Exclusion or Confirmation of Acute Heart Failure 

VIDAS® NT-proBNP2 is a useful tool for rapid and clinical assessment and diagnosis of patients with symptoms of suspected heart failure.

High sensitivity and specificity allows initiation of timely, appropriate treatment.

Cost-effective tool adapted to emergency situations.

  

Disclaimer: Product availability varies by country. Please consult your local bioMérieux representative for product availability in your country.

Overview

VIDAS® NT-proBNP2 (PBN2) is an automated quantitative test for use on the instruments of the VIDAS® family for the determination of N terminal fragment of Brain‑type natriuretic peptide in human serum or plasma (lithium and sodium heparin) using the ELFA technique (Enzyme-Linked Fluorescent Assay). The VIDAS® NT‑proBNP2 test is used as an aid in the diagnosis of suspected heart failure.1

  

Clinical Utility of VIDAS® NT-proBNP2

International guidelines recommend the use of B-type natriuretic peptide testing in the diagnostic workup of Heart Failure (HF) in both acute and non-acute patient presentation.2

NT-proBNP is indicated by International Guidelines1 as an aid in the diagnosis of individuals suspected of having congestive heart failure and detection of mild forms of cardiac dysfunction.

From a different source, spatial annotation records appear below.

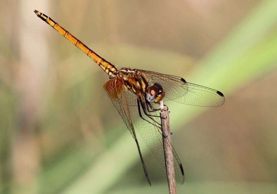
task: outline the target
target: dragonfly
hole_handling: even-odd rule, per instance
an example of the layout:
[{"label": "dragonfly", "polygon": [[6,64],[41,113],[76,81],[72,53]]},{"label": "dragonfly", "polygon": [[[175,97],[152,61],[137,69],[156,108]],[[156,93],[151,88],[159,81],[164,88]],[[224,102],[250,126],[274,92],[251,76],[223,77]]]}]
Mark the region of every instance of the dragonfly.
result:
[{"label": "dragonfly", "polygon": [[[138,69],[118,69],[50,17],[38,11],[34,12],[91,58],[108,75],[109,79],[104,84],[104,90],[134,139],[145,175],[150,186],[134,129],[139,131],[147,146],[165,168],[164,134],[159,114],[161,100],[202,107],[219,106],[224,103],[222,92],[188,82],[180,77]],[[172,148],[176,179],[182,184],[184,180],[184,170],[178,155]]]}]

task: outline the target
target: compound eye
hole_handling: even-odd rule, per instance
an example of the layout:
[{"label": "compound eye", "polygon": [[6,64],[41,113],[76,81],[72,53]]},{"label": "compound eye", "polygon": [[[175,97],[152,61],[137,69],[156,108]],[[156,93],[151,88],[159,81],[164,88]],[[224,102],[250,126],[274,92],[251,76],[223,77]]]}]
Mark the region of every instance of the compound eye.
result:
[{"label": "compound eye", "polygon": [[155,83],[154,84],[154,85],[153,85],[153,86],[156,86],[158,89],[158,94],[160,94],[162,93],[162,85],[161,85],[161,84],[158,83]]},{"label": "compound eye", "polygon": [[159,89],[155,85],[149,87],[148,89],[148,93],[151,96],[157,95],[159,91]]}]

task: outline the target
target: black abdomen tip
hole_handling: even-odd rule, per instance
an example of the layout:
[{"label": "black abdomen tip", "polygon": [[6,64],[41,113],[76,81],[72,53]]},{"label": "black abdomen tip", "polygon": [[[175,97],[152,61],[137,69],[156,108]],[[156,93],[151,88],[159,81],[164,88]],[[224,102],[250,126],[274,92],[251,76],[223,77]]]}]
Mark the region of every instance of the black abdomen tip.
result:
[{"label": "black abdomen tip", "polygon": [[219,91],[217,91],[216,92],[216,93],[219,95],[220,96],[221,96],[222,97],[224,97],[224,95],[223,95],[223,94],[222,94],[221,92]]}]

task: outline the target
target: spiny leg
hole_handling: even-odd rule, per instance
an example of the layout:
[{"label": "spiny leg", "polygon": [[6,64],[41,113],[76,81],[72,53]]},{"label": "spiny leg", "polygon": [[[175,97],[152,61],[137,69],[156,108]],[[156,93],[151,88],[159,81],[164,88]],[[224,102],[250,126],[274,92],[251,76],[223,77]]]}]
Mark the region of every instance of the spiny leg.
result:
[{"label": "spiny leg", "polygon": [[[139,114],[140,115],[140,117],[142,119],[143,119],[143,120],[144,120],[145,121],[147,121],[147,122],[149,122],[149,123],[150,123],[150,124],[151,124],[151,125],[154,125],[154,126],[155,126],[155,127],[157,127],[161,131],[161,130],[162,130],[162,128],[161,128],[161,127],[159,127],[159,126],[157,126],[157,125],[155,125],[155,124],[154,124],[154,123],[152,123],[152,122],[150,122],[150,121],[148,121],[148,120],[147,120],[147,119],[145,119],[144,118],[143,118],[143,117],[142,116],[142,115],[141,114],[141,111],[140,111],[140,104],[139,100],[138,98],[137,98],[137,107],[138,107],[138,108]],[[160,125],[160,124],[159,123],[158,123],[159,125]]]},{"label": "spiny leg", "polygon": [[[154,120],[154,119],[153,119],[153,118],[152,117],[158,117],[159,118],[161,118],[161,116],[157,116],[157,115],[152,115],[151,114],[148,114],[147,113],[147,112],[146,111],[146,109],[145,108],[145,107],[146,106],[146,105],[145,105],[145,101],[144,100],[142,100],[141,99],[141,98],[140,97],[140,103],[141,104],[141,106],[142,107],[143,110],[143,112],[144,113],[144,114],[145,114],[145,115],[146,115],[148,117],[149,117],[149,118],[152,119],[155,122],[159,123],[159,125],[161,125],[158,122],[157,122],[156,121]],[[164,118],[162,118],[163,119]],[[166,118],[165,118],[165,119],[166,119]]]},{"label": "spiny leg", "polygon": [[[145,107],[144,106],[143,104],[142,103],[142,101],[141,101],[141,99],[140,99],[140,100],[141,100],[140,102],[141,102],[141,104],[141,104],[142,108],[143,109],[143,111],[145,112],[145,112],[146,112],[146,111],[145,111]],[[156,127],[158,127],[159,129],[160,130],[161,132],[162,132],[162,136],[163,136],[165,138],[166,138],[166,137],[167,137],[167,136],[162,131],[162,128],[158,127],[157,126],[157,125],[154,125],[154,124],[153,124],[153,123],[152,123],[151,122],[149,122],[149,121],[148,121],[148,120],[146,120],[146,119],[144,119],[144,118],[143,118],[143,117],[142,115],[141,115],[141,111],[140,111],[140,106],[139,101],[139,100],[138,100],[138,99],[137,99],[137,102],[138,107],[138,108],[139,108],[139,114],[140,114],[140,116],[141,118],[142,118],[143,120],[146,121],[147,121],[147,122],[149,122],[149,123],[151,123],[151,124],[152,124],[152,125],[154,125],[154,126],[156,126]],[[154,120],[154,119],[153,119],[153,118],[151,118],[151,117],[148,117],[148,117],[149,117],[149,118],[150,118],[150,119],[152,119],[154,121],[155,121],[155,122],[156,122],[158,123],[158,124],[159,124],[159,125],[161,125],[158,122],[157,122],[157,121],[155,121]]]},{"label": "spiny leg", "polygon": [[[166,107],[167,108],[167,110],[164,110],[162,108],[154,108],[154,107],[152,106],[151,103],[148,101],[146,101],[146,107],[147,109],[147,111],[149,112],[155,112],[155,111],[160,111],[161,110],[162,110],[163,111],[167,111],[168,110],[168,107],[167,106]],[[149,107],[148,107],[149,106]],[[150,107],[150,108],[152,109],[152,110],[150,110],[149,109],[149,107]]]}]

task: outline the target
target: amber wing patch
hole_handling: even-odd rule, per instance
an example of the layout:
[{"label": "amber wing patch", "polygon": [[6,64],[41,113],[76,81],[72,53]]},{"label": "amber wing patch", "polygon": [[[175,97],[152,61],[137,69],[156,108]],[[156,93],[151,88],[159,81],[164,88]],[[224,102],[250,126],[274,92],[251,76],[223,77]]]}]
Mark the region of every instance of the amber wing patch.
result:
[{"label": "amber wing patch", "polygon": [[118,77],[108,80],[103,86],[104,89],[112,99],[117,98],[123,87],[120,79]]}]

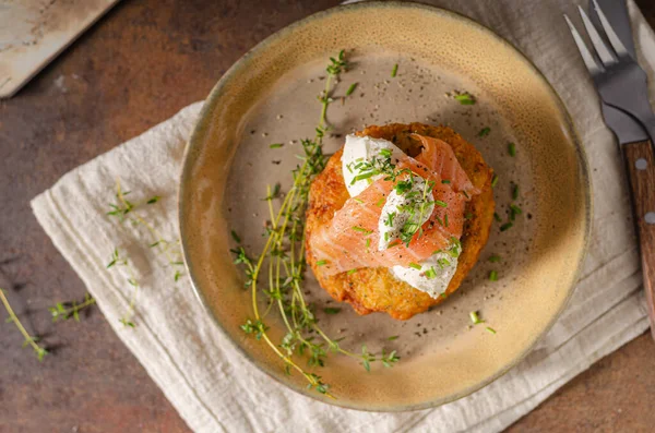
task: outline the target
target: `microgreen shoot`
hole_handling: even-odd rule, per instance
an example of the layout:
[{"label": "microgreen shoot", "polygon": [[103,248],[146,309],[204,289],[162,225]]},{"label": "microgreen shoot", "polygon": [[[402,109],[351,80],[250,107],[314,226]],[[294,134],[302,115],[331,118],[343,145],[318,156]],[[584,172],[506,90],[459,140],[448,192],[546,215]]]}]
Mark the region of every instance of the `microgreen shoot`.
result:
[{"label": "microgreen shoot", "polygon": [[469,93],[461,93],[454,96],[455,100],[458,100],[462,105],[475,105],[475,96]]},{"label": "microgreen shoot", "polygon": [[9,317],[7,317],[7,323],[10,323],[10,322],[13,323],[16,326],[16,328],[19,329],[19,332],[21,333],[21,335],[23,335],[23,337],[25,338],[25,341],[23,342],[23,347],[31,346],[32,349],[34,349],[34,353],[36,354],[38,360],[43,361],[44,357],[46,354],[48,354],[48,350],[45,347],[38,345],[38,337],[29,335],[27,329],[25,329],[25,326],[23,326],[23,324],[19,320],[19,316],[11,308],[9,300],[4,296],[3,289],[0,289],[0,301],[2,301],[2,303],[4,304],[4,309],[7,310],[7,313],[9,314]]},{"label": "microgreen shoot", "polygon": [[[151,236],[151,241],[148,243],[150,248],[157,248],[160,254],[166,257],[167,266],[171,267],[172,270],[172,279],[174,281],[178,281],[180,276],[183,273],[180,268],[183,266],[183,262],[181,260],[182,252],[180,249],[180,241],[169,241],[165,239],[159,230],[155,228],[155,226],[147,221],[145,215],[141,214],[139,211],[141,209],[143,204],[153,205],[155,203],[160,202],[162,197],[158,195],[154,195],[151,199],[147,199],[143,202],[132,203],[126,199],[129,192],[124,192],[121,187],[120,179],[116,179],[116,199],[118,202],[116,204],[110,204],[111,211],[107,213],[110,217],[118,217],[120,222],[126,220],[130,221],[132,226],[141,226],[145,227]],[[115,251],[116,253],[116,251]],[[107,267],[111,267],[116,264],[116,262],[110,262]]]},{"label": "microgreen shoot", "polygon": [[355,89],[357,88],[357,84],[358,83],[350,84],[350,87],[348,87],[348,89],[346,91],[346,96],[350,96],[353,92],[355,92]]},{"label": "microgreen shoot", "polygon": [[126,327],[135,327],[136,325],[132,322],[132,317],[134,316],[134,303],[136,302],[136,294],[139,293],[139,281],[136,281],[136,277],[134,276],[134,268],[130,264],[129,260],[123,257],[118,249],[114,249],[111,253],[111,261],[107,265],[107,268],[112,267],[124,267],[127,269],[127,281],[130,286],[132,286],[132,293],[130,294],[130,302],[128,304],[128,309],[123,312],[123,315],[120,317],[119,322],[122,323]]},{"label": "microgreen shoot", "polygon": [[88,306],[92,306],[96,303],[95,299],[86,293],[84,294],[84,301],[78,303],[75,301],[72,302],[57,302],[55,306],[50,306],[48,311],[52,314],[52,322],[57,322],[59,320],[68,321],[69,318],[74,318],[75,322],[80,322],[80,312]]}]

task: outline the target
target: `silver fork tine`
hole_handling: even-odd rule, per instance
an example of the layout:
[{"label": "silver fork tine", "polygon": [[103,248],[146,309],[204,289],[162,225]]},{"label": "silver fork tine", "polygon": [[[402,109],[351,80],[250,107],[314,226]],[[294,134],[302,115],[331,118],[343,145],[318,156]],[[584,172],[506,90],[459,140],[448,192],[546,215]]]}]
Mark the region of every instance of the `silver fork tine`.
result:
[{"label": "silver fork tine", "polygon": [[603,29],[605,31],[605,34],[607,35],[607,38],[609,39],[609,43],[614,47],[615,51],[617,51],[619,57],[630,56],[628,49],[626,49],[626,46],[623,45],[623,43],[621,43],[619,36],[616,34],[614,28],[611,28],[611,25],[609,24],[609,21],[607,20],[607,16],[605,16],[605,13],[600,9],[598,2],[596,0],[593,1],[594,9],[596,9],[596,12],[598,13],[598,19],[600,20],[600,25],[603,26]]},{"label": "silver fork tine", "polygon": [[569,20],[569,16],[565,13],[564,13],[564,20],[567,20],[567,24],[569,24],[569,29],[571,31],[571,34],[573,35],[573,40],[575,40],[575,45],[577,46],[577,50],[580,51],[580,55],[582,56],[582,60],[584,60],[584,64],[590,70],[590,73],[592,74],[592,76],[595,76],[596,74],[599,74],[600,72],[605,71],[605,69],[602,65],[596,63],[594,56],[592,56],[592,52],[590,51],[586,44],[582,39],[582,36],[580,36],[580,33],[577,33],[577,29],[575,29],[575,26],[573,25],[571,20]]},{"label": "silver fork tine", "polygon": [[617,62],[616,57],[611,53],[609,47],[605,44],[605,41],[598,34],[598,31],[596,29],[596,27],[594,27],[594,24],[592,24],[592,20],[590,20],[586,12],[581,7],[577,7],[577,10],[580,11],[580,16],[582,16],[582,23],[584,24],[584,28],[586,28],[587,34],[592,39],[592,44],[596,49],[596,53],[600,58],[603,64],[606,67],[615,64]]}]

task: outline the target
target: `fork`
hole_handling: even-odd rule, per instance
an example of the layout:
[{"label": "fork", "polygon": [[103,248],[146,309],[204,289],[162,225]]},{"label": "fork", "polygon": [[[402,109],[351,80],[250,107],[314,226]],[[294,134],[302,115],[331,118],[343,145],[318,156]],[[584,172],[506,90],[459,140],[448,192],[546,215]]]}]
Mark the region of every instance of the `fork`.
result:
[{"label": "fork", "polygon": [[642,273],[651,320],[651,333],[655,338],[655,156],[652,144],[655,137],[655,115],[648,103],[645,71],[628,52],[598,5],[597,0],[593,0],[593,4],[611,47],[605,43],[598,29],[580,7],[582,22],[597,57],[590,51],[569,16],[564,14],[573,40],[592,75],[600,99],[605,104],[632,116],[651,137],[650,141],[630,142],[630,140],[626,140],[627,125],[620,117],[605,119],[607,125],[619,139],[619,143],[622,143],[621,148],[629,172],[632,205],[640,238]]}]

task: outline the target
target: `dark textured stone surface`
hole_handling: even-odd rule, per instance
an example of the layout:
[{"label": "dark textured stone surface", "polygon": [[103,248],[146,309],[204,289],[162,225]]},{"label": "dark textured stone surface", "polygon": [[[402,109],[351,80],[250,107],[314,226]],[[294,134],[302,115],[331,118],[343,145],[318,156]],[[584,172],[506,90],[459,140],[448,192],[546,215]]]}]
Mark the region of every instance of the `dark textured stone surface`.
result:
[{"label": "dark textured stone surface", "polygon": [[[28,202],[62,175],[202,99],[249,48],[337,0],[123,0],[16,97],[0,101],[0,286],[17,285],[39,363],[0,327],[0,432],[186,432],[97,309],[52,324],[47,306],[84,286]],[[655,4],[640,0],[655,25]],[[64,91],[67,89],[67,91]],[[581,374],[510,430],[647,431],[655,425],[650,335]]]}]

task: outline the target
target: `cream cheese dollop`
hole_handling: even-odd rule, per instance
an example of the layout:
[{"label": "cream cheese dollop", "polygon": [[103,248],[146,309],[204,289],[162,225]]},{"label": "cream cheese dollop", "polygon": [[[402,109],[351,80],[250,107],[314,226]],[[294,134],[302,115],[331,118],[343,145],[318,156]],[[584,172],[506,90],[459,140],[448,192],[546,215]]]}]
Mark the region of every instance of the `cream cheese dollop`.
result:
[{"label": "cream cheese dollop", "polygon": [[[427,190],[426,180],[414,176],[412,188],[400,194],[392,190],[378,220],[380,231],[379,251],[384,251],[390,244],[401,239],[405,224],[412,222],[422,226],[434,211],[432,193]],[[427,193],[427,194],[426,194]]]},{"label": "cream cheese dollop", "polygon": [[367,173],[365,163],[371,163],[373,158],[383,159],[382,152],[391,152],[391,163],[396,164],[405,153],[395,144],[383,139],[373,139],[370,136],[346,135],[346,144],[342,154],[342,171],[346,189],[352,197],[356,197],[366,190],[372,181],[383,175],[377,175],[370,178],[355,180],[357,176]]},{"label": "cream cheese dollop", "polygon": [[[366,177],[366,173],[370,171],[367,171],[367,168],[370,167],[370,163],[372,163],[374,158],[378,158],[379,160],[391,158],[391,163],[395,165],[403,155],[404,152],[388,140],[357,136],[353,134],[346,135],[346,144],[342,155],[342,171],[348,194],[352,197],[359,195],[376,179],[383,176],[377,175]],[[357,178],[358,176],[359,179]],[[415,176],[413,179],[412,191],[420,191],[422,193],[426,182],[425,179],[419,176]],[[417,194],[409,194],[409,196],[412,195],[416,196]],[[412,199],[408,199],[407,194],[398,194],[395,190],[389,194],[378,221],[378,228],[380,230],[378,249],[380,251],[388,248],[394,240],[398,239],[401,228],[412,215],[412,212],[408,211],[408,206],[415,206],[414,215],[421,215],[420,225],[429,219],[434,209],[434,203],[424,205],[424,212],[420,213],[418,206],[421,206],[424,203],[424,201],[416,200],[412,203]],[[394,216],[390,220],[389,218],[392,214]],[[450,250],[445,252],[436,252],[425,261],[413,264],[414,266],[393,266],[390,270],[397,279],[407,282],[409,286],[424,291],[436,299],[445,291],[451,279],[455,275],[458,253],[460,245],[458,242],[456,242]]]}]

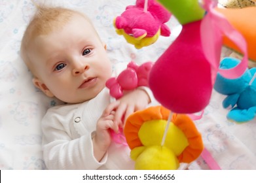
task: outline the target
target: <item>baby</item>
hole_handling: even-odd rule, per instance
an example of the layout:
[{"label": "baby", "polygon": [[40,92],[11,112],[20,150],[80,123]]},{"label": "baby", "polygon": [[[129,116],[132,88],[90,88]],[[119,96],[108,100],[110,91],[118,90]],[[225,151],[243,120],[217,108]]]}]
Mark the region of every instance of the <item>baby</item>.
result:
[{"label": "baby", "polygon": [[134,169],[128,147],[113,142],[110,130],[117,132],[130,114],[147,107],[152,93],[137,88],[111,102],[106,48],[85,15],[64,8],[38,7],[24,33],[21,56],[33,83],[66,103],[42,121],[49,169]]}]

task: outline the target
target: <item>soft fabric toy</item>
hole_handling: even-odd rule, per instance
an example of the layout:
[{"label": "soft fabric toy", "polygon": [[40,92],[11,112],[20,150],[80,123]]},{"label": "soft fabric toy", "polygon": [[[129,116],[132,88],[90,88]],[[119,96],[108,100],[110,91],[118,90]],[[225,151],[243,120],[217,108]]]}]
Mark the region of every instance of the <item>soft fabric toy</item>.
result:
[{"label": "soft fabric toy", "polygon": [[[220,67],[229,69],[235,67],[240,60],[226,58],[221,62]],[[214,89],[219,93],[228,95],[223,101],[224,108],[231,108],[227,118],[237,122],[248,122],[256,114],[256,68],[247,69],[236,79],[224,78],[219,73]]]},{"label": "soft fabric toy", "polygon": [[170,31],[166,25],[170,13],[155,0],[137,0],[136,5],[126,10],[114,20],[117,33],[137,48],[149,46],[159,35],[168,37]]},{"label": "soft fabric toy", "polygon": [[[200,133],[185,114],[173,114],[162,106],[136,112],[124,129],[136,169],[177,169],[179,163],[191,163],[204,149]],[[165,129],[168,131],[162,141]]]},{"label": "soft fabric toy", "polygon": [[[182,25],[178,37],[158,59],[149,75],[149,84],[156,100],[176,113],[201,111],[209,103],[226,31],[245,53],[244,59],[220,73],[236,78],[247,67],[246,42],[214,7],[216,1],[158,0]],[[206,10],[207,10],[206,15]],[[238,44],[239,43],[239,44]],[[240,68],[238,68],[240,67]]]},{"label": "soft fabric toy", "polygon": [[123,95],[124,90],[132,90],[139,86],[148,86],[149,71],[153,65],[153,62],[147,61],[140,66],[134,61],[127,65],[117,78],[112,77],[106,82],[110,95],[118,99]]},{"label": "soft fabric toy", "polygon": [[[248,57],[256,61],[256,7],[244,8],[216,8],[223,14],[229,22],[244,37],[248,48]],[[240,52],[240,50],[229,38],[225,37],[224,44],[228,47]]]}]

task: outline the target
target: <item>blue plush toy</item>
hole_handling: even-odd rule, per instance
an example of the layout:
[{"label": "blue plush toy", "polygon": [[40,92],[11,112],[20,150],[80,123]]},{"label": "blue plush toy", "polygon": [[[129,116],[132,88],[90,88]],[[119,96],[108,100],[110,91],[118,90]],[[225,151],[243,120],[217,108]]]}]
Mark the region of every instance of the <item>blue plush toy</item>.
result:
[{"label": "blue plush toy", "polygon": [[[226,58],[221,61],[220,68],[229,69],[240,61]],[[236,79],[228,79],[217,75],[214,89],[227,97],[223,101],[223,107],[230,108],[227,118],[237,122],[246,122],[253,119],[256,114],[256,68],[247,69]]]}]

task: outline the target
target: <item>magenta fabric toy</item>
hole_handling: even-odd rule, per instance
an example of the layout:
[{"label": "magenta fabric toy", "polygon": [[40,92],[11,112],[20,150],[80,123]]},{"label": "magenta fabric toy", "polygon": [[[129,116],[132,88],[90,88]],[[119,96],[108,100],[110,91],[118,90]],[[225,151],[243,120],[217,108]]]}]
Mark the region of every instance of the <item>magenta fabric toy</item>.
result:
[{"label": "magenta fabric toy", "polygon": [[154,64],[149,87],[156,100],[174,112],[200,112],[210,102],[219,69],[223,34],[230,37],[245,54],[239,67],[219,71],[224,76],[236,78],[246,71],[246,44],[224,16],[214,10],[217,1],[204,0],[202,5],[198,0],[158,1],[175,16],[183,28]]},{"label": "magenta fabric toy", "polygon": [[114,25],[117,33],[122,35],[128,42],[141,48],[154,43],[160,35],[170,35],[164,24],[170,16],[171,14],[155,0],[137,0],[136,5],[128,6],[115,19]]}]

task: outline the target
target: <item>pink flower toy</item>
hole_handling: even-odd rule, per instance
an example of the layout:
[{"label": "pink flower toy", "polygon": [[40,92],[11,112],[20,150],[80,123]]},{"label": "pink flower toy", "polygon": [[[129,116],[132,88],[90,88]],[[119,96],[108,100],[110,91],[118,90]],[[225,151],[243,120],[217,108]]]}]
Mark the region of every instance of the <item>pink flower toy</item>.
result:
[{"label": "pink flower toy", "polygon": [[155,0],[137,0],[136,5],[126,10],[114,20],[117,33],[123,35],[128,42],[137,48],[156,41],[159,35],[168,37],[170,31],[166,25],[171,14]]}]

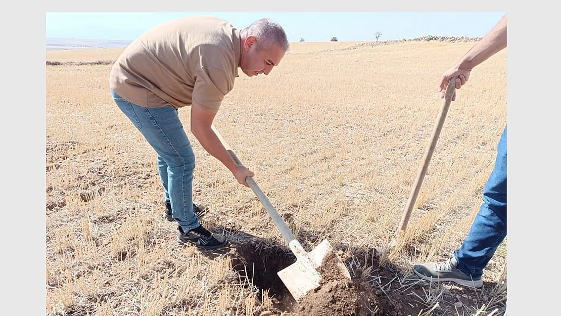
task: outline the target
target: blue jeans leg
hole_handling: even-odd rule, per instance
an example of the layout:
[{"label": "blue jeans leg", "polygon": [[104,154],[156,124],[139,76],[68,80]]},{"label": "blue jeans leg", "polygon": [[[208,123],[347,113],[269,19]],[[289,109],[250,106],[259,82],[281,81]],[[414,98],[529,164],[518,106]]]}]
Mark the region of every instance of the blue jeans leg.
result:
[{"label": "blue jeans leg", "polygon": [[171,204],[169,191],[168,190],[168,164],[165,163],[165,161],[159,154],[158,154],[158,173],[160,175],[162,185],[164,186],[164,201]]},{"label": "blue jeans leg", "polygon": [[507,127],[497,146],[495,166],[483,190],[483,201],[459,249],[454,251],[458,269],[480,278],[507,236]]},{"label": "blue jeans leg", "polygon": [[193,212],[195,154],[177,111],[171,106],[146,108],[111,91],[113,100],[158,154],[158,170],[172,205],[173,217],[187,232],[199,225]]}]

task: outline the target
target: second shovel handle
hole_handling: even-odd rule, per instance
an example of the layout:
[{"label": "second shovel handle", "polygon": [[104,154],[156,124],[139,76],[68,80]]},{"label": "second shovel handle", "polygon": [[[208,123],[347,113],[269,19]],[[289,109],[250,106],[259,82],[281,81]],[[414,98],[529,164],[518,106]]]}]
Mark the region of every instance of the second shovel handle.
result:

The test also aids in the assessment of heart failure severity in patients diagnosed with congestive heart failure. This assay is further indicated for the risk stratification of patients with acute coronary syndrome and congestive heart failure2, and it can also be used for monitoring the treatment in patients with left ventricular dysfunction.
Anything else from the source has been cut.